In the foreign exchange market on Monday, the yen briefly fell below the 160-yen mark against the dollar, marking its lowest level in about 34 years since 1990.
Concerns about Japanese government and central bank intervention in the foreign exchange market have intensified amid the ongoing depreciation of the yen.
The dollar surpassed the 160-yen threshold for the first time since April 1990, climbing from 158 yen amid light trading activity as Tokyo's financial markets were closed for a national holiday. Yet, the US currency promptly retreated, plunging to as low as 155 yen after reported intervention by Japanese authorities.

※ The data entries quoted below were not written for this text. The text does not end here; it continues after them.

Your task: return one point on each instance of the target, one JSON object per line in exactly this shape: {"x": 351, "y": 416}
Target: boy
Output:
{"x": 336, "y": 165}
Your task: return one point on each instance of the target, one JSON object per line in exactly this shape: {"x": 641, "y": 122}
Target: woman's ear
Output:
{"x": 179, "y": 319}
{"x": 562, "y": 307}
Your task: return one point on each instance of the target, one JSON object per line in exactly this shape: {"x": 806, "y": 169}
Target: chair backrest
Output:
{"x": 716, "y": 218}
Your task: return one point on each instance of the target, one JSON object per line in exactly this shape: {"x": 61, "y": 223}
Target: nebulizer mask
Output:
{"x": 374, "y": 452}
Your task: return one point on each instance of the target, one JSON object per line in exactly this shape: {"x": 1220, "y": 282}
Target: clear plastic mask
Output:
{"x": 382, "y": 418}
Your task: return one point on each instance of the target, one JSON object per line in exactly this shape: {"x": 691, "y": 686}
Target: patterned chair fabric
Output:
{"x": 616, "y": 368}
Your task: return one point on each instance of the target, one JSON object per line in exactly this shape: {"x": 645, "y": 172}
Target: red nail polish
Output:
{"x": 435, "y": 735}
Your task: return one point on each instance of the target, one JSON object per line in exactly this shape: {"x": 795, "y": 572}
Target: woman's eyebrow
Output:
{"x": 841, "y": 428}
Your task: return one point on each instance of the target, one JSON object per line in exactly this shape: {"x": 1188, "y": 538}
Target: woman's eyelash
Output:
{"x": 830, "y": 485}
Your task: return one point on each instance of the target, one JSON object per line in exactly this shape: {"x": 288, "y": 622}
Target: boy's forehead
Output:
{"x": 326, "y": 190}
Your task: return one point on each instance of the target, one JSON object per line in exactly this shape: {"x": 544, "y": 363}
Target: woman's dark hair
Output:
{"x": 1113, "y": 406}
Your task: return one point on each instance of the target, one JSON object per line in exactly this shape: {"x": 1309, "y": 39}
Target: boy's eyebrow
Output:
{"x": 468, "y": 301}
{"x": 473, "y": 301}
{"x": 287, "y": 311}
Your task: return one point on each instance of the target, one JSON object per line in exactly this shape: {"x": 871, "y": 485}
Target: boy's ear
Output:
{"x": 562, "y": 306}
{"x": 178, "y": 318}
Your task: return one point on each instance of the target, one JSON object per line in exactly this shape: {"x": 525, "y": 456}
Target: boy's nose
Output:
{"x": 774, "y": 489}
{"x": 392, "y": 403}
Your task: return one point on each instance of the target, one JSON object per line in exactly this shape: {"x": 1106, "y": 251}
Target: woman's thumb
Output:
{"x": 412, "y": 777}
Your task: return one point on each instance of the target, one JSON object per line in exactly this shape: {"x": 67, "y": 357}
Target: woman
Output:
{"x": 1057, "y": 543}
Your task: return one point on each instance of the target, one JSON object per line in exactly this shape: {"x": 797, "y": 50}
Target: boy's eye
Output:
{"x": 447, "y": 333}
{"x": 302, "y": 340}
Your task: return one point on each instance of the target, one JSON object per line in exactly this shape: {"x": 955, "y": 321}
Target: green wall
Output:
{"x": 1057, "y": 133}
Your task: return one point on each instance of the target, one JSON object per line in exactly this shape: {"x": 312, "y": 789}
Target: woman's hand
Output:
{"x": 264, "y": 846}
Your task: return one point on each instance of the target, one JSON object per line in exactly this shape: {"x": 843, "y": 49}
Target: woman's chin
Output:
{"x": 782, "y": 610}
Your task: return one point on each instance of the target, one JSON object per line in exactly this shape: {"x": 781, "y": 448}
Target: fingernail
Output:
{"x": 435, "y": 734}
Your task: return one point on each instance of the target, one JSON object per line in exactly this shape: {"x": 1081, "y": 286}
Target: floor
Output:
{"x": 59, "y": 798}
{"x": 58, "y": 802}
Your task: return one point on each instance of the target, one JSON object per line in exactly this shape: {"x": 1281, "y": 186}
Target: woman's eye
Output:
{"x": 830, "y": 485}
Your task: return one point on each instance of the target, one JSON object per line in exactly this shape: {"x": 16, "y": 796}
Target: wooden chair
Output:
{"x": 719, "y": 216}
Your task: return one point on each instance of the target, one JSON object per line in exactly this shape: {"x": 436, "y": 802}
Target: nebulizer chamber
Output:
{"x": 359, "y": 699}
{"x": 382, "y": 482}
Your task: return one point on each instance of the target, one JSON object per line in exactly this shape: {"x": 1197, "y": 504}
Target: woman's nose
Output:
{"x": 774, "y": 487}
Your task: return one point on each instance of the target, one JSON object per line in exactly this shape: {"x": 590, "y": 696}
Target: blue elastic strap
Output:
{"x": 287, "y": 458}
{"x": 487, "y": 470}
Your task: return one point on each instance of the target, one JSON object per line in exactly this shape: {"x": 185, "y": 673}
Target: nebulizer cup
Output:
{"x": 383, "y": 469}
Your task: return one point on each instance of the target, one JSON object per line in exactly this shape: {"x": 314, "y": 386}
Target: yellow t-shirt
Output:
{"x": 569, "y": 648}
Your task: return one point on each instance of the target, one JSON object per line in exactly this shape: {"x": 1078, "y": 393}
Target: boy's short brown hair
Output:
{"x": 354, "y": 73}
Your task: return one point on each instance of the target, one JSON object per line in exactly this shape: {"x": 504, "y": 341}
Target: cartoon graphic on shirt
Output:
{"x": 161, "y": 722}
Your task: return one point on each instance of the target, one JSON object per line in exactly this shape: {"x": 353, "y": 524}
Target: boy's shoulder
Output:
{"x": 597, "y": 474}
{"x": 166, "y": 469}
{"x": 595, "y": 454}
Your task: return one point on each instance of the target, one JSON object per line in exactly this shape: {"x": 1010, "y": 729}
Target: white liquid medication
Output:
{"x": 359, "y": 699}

The yen has been sharply declining since the Bank of Japan decided to maintain its current monetary policy on Friday.
The bank's Governor Kazuo Ueda said during a news conference after a policy board meeting that the yen's depreciation has not had a significant impact on the basic inflation rate so far. There is a growing view that the BOJ will not raise interest rates for the time being due to the impact of the weak yen.
However, in the United States, where prices continue to rise, there is a growing view that the Federal Reserve will be slow to cut interest rates. The trend of buying high-interest-rate dollars and selling yen continues.
Market participants are now eagerly anticipating the commencement of the US Federal Reserve's two-day policy meeting set to begin on Tuesday.